Other Senators asked the same type of question contrasting the constitutional principle of “One Man, One Vote” with abortion, since Alito was prepared to speak of the voting principle as settled law. On the “One Man, One Vote” contrast, the judge danced around it by saying it was “settled” because it was “settled.” His answer in a less constitutionally corrupt and politically charged forum would have been: On the one hand, “One Man, One Vote” is settled law because the country is not divided on this question — and it is not divided because the principle is a manifestly logical rule of constitutional government grounded in a people sufficiently cohesive to form a nation. On the other hand, the country is sharply divided over the idea that the right to life guaranteed explicitly by the Constitution can be trumped by a right effectively derived from Science to abort the unborn — and it is divided because the Court legislated, not adjudicated, a new, unprecedented law.

In such an environment, Alito could have explained that the Constitutional debate over the definition of life is not something five out of nine unelected lawyers on the Supreme Court should simply craft from whole cloth. As for Constitutional precedent, the decision did not have one. Considered at the level of Constitutional scholarship, very few would argue that the legal opinion in Roe was anything more than a result in search of a long-winded policy analysis with little constitutional integrity. Even as policy, it essentially urged a specious medical analysis as support for a utilitarian position that puts method before ends. This is to say it was based in the opinion, which is contrary to fact, that “ends” have been replaced, of all things, by Science.

The 7-2 Roe opinion sought to create Certainty with Science (in this case, “medical science”) in inverse proportion to its radicalizing the uncertainty of Constitutional law. These shenanigans of jurisprudence, poorly conceived and thus poorly received, are murderously consequent if the five men erred by redefining the Constitutional understanding of “life” by relinquishing the depth of Constitutional meaning vested in judging to medical science. Judge Alito danced around the questions of stare decisis because he understood that the debate has been corrupted beyond the tools of language to repair. To have said what everyone knows, that Roe itself was a revolutionary departure from U.S. Constitutional law and the basic principles of federalism constituting America’s ground as a nation, would have ended his aspirations to join Justices Scalia and Thomas to bring the Supreme Court back to its founding mission: Constitutional law predicated upon certainty.

CERTAINTY AND LAW ARE AS ONE in an ordered and stable society.
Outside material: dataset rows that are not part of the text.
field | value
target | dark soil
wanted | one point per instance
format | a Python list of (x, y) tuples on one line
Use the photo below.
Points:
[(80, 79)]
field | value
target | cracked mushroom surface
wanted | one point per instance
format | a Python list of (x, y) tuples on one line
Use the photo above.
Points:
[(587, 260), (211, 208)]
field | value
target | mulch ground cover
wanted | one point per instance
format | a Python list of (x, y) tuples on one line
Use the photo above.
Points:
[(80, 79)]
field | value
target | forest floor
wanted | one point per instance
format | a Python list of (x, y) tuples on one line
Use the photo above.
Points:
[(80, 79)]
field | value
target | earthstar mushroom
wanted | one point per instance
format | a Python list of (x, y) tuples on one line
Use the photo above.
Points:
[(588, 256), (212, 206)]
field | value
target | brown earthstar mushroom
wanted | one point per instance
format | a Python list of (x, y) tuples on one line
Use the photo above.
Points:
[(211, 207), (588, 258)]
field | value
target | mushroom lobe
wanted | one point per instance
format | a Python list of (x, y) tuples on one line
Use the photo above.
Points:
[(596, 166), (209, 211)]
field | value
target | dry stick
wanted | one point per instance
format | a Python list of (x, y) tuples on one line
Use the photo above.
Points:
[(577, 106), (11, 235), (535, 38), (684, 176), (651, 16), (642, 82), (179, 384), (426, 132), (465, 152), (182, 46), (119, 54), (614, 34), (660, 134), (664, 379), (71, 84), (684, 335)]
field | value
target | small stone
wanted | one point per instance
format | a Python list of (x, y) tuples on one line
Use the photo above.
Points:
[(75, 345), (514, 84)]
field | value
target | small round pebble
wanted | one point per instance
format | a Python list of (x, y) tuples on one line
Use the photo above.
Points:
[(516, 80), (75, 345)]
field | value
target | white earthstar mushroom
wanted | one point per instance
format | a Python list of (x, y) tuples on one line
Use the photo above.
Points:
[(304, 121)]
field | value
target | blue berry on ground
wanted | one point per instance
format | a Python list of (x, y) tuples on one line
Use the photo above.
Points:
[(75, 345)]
When constitutional jurisprudence, the law of the law, becomes a tool for the political goals of a radical relativism whose certainty is grounded in the magical incantations of the modern scientist, history, precedent, logic and common sense become the primitive “opinions” of an age surpassed by “progressive” and “scientific” ethics and “rights” limited only by the reach of the new scientific age. Science, as I have noted, knows of no nations (i.e., “Doctors Without Borders“). It is unpatriotic and value-free. The End or Telos of existence, the purpose of national existence, the sanctity of one’s own People, mean nothing to the scientist who has not learned that the certitude of mathematical physics rests first of all in the apriori absence of just these things, that is, of Ends, nations, Peoples. Method and Process are the new constitutional framework. In trading scientific certainty for the rule of law America joins other Western societies, and is now, like them, drifting toward incertitude about who and even what they are; and about national life as such.